Ventilation questions for 1.5 story
I have an old 50’s style cape cod 1.5 story with kneewalls, slants etc in cold climate in Minneapolis ….I have over the last 10 years upgraded the insulation gone through 2 blower door tests etc. Yet I still get more ice damming than I feel is unacceptable. One thing that has not been thoroughly investigated is whether the ventilation is adequate and more importantly that it is balanced (intake vs. exhaust). I have the opportunity to change this as I’m getting a new roof.
At present I have a few soffit vents cut in. A wall louver on the siding behind the knewalls but only one side of the house So you have you no cross ventilation with the wall louver vents. I guess the logic was intake @ sofit vent exhaust to wall louver?
The slants which travel from the top of knewalls to the ridge area are blown full. They had the original encased rockwool insulation and then were blown full with cellouse insulation. This was all done in a retrofit insulation project.
The slants are are the week point as they are only framed with this only 2×4’s so you don’t have enough depth for proper insulation.

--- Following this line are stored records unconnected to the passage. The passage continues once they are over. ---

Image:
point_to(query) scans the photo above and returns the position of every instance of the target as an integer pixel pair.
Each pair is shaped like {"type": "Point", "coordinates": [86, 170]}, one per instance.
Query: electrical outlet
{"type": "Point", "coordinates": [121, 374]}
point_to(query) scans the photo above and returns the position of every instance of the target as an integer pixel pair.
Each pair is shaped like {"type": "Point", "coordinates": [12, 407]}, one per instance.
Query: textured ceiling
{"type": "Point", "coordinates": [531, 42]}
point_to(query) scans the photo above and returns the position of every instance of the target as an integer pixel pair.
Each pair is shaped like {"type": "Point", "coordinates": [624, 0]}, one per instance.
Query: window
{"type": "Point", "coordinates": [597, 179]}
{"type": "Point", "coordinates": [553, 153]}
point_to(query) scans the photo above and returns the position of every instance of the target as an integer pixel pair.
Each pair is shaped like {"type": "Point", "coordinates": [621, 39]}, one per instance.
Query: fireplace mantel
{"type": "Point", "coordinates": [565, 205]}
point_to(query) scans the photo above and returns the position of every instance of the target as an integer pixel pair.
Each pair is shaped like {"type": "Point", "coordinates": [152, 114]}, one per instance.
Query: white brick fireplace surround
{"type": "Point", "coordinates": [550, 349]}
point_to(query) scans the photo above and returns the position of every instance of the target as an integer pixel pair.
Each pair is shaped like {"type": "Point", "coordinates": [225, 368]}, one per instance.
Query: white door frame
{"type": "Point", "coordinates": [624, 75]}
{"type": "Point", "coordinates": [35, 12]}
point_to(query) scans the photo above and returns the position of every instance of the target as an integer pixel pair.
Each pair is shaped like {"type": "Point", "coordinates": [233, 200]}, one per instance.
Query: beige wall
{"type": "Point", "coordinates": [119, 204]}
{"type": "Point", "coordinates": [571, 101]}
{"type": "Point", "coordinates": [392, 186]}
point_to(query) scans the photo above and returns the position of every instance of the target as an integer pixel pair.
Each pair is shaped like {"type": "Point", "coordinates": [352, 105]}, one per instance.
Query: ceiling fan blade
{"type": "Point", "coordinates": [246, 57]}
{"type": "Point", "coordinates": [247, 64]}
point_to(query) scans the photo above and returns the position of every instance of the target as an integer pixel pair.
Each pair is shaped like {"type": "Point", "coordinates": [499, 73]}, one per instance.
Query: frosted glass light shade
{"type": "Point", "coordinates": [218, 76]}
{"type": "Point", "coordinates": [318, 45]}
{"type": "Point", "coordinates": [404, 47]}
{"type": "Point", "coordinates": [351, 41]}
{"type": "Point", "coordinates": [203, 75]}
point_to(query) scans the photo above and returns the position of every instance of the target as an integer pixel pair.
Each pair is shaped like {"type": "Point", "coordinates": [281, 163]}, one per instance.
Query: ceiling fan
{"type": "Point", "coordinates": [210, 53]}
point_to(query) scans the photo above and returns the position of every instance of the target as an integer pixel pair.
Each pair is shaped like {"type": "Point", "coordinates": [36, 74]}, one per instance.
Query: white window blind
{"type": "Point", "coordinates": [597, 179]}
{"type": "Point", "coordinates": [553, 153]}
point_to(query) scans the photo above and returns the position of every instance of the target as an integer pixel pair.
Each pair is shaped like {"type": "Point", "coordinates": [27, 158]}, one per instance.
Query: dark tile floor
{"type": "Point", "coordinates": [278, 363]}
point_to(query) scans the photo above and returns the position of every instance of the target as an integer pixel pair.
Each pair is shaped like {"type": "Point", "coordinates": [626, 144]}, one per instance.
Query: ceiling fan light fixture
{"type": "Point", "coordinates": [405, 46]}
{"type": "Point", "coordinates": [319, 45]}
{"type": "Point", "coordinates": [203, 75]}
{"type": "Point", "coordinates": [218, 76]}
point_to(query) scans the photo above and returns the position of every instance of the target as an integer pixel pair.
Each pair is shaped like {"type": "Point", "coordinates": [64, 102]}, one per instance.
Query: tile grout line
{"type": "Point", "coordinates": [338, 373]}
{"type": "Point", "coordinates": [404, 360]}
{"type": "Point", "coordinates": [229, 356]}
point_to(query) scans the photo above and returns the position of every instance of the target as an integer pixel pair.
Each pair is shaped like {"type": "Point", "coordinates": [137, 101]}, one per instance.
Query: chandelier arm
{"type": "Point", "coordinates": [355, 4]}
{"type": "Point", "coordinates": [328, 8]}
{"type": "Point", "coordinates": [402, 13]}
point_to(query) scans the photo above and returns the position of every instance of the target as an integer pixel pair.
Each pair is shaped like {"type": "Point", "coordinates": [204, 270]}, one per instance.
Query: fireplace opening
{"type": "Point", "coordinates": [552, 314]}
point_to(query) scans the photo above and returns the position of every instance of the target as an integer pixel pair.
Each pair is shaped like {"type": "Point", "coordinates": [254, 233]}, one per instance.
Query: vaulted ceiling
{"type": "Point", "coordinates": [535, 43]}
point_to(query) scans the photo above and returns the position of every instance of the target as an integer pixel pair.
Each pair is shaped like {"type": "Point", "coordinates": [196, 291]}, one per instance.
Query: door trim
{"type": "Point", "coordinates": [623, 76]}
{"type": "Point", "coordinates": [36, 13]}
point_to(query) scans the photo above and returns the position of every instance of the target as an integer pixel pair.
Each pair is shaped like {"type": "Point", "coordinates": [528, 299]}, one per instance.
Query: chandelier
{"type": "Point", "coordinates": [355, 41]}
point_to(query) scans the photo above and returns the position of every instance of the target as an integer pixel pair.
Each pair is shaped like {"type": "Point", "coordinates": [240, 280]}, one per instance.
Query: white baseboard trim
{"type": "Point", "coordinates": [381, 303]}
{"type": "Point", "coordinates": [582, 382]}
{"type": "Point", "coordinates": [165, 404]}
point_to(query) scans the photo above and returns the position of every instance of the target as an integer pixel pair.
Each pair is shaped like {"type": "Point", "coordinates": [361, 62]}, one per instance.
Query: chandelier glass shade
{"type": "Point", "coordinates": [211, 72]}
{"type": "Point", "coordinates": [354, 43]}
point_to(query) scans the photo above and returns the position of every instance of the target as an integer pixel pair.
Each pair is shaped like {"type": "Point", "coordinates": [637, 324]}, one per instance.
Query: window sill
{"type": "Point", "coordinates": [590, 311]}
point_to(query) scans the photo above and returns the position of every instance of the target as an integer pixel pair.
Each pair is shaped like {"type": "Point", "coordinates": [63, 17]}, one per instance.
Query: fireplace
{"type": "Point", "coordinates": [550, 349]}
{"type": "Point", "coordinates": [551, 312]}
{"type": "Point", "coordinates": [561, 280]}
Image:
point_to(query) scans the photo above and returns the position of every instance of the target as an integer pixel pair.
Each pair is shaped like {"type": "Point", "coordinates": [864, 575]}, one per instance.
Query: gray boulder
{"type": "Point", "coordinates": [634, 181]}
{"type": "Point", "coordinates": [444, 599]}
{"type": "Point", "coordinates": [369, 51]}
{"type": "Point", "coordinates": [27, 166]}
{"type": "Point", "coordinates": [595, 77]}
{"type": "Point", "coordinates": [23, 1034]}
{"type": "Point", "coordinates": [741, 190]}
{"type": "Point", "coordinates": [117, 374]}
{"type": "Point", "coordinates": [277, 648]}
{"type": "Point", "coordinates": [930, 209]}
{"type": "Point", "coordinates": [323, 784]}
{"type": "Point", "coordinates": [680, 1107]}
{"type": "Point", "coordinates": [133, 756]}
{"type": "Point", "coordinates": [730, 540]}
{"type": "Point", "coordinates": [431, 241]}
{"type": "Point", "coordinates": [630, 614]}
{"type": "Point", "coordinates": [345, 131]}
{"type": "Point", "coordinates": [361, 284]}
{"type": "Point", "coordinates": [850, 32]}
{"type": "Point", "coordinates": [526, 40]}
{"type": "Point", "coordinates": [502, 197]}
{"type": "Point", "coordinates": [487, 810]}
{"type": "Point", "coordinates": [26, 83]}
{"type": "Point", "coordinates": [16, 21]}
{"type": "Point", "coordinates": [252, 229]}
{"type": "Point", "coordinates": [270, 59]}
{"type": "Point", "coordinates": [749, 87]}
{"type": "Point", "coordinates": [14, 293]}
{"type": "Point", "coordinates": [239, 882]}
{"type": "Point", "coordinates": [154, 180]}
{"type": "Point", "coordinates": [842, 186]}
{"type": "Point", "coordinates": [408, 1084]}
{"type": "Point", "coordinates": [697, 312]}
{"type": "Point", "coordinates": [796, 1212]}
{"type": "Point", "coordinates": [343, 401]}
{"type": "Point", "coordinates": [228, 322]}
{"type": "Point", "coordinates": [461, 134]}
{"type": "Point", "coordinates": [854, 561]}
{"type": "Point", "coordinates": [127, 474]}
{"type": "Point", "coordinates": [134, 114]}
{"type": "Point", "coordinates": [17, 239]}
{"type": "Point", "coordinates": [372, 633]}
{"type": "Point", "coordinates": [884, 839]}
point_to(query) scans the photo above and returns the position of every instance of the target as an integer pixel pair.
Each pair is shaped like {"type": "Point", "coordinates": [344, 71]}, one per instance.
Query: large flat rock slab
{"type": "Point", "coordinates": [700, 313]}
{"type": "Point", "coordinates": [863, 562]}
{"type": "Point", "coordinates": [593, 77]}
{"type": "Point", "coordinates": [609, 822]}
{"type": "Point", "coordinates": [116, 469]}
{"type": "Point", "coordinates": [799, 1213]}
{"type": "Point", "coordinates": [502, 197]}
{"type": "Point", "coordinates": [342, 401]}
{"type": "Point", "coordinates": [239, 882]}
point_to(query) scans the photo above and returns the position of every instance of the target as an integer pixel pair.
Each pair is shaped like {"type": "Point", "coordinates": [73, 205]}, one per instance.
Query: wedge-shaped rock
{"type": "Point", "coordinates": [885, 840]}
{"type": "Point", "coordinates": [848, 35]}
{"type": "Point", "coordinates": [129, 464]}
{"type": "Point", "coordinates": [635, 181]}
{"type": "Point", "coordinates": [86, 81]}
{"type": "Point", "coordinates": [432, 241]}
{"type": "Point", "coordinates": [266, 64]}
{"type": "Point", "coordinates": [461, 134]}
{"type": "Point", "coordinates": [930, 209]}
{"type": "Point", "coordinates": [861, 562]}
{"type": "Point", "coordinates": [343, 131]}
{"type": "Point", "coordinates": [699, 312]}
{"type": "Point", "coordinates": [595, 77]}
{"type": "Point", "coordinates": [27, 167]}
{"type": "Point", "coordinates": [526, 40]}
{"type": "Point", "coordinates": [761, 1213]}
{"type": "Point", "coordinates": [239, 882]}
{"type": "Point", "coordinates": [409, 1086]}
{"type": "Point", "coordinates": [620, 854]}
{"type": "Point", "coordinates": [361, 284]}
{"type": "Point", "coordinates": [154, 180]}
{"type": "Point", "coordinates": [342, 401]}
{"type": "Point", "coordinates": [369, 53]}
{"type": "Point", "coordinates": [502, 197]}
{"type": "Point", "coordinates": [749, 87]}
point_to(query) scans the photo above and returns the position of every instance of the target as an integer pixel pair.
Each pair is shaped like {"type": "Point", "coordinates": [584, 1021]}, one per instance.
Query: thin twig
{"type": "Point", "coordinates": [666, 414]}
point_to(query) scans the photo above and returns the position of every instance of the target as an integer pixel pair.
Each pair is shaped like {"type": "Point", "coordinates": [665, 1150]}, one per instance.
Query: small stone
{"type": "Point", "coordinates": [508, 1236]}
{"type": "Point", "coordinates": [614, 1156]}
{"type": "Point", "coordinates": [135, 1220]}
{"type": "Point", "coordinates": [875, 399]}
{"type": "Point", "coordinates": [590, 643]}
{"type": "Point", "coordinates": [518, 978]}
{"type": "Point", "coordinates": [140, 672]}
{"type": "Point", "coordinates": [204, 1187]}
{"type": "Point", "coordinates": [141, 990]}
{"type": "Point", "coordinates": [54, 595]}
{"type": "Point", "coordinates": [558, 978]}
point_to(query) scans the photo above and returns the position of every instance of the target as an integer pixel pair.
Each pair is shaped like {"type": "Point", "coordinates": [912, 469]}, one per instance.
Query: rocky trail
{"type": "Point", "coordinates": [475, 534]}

Above the ceiling where the slants transition to the ridge area I have gable vents on both sides of the house West and East sides.
I guess the current configuration is somewhat irrelvant. I guess my pointed question is what is the proper way to ventilate when you have
1) Knee walls
2) Slants (that are blown full of insulation) no chance for baffles to be inserted to ridge. This separates the area behind the kneewalls and the ride area as no air is able travel to the ridge area
3) Gable vents both sides above ceiling in the ridge area ( I assume this is fine as this achieves cross ventilation as gables vents are on present on the East and West side of the house
4) Wall louvers behind knee walls but ONLY on one side of house.
5) A few sofit vents cut in on the back and front of the house
I have read about Smartvent from DCI but makes me nervous with the potential in a severe ice damming situation that it would back up and have nice cavity simply to come through, if it were to back up on the roof. Perhaps these are not a good idea in cold climates due to this potential?
Any suggestions? I think Martin earlier in his career was a roofer?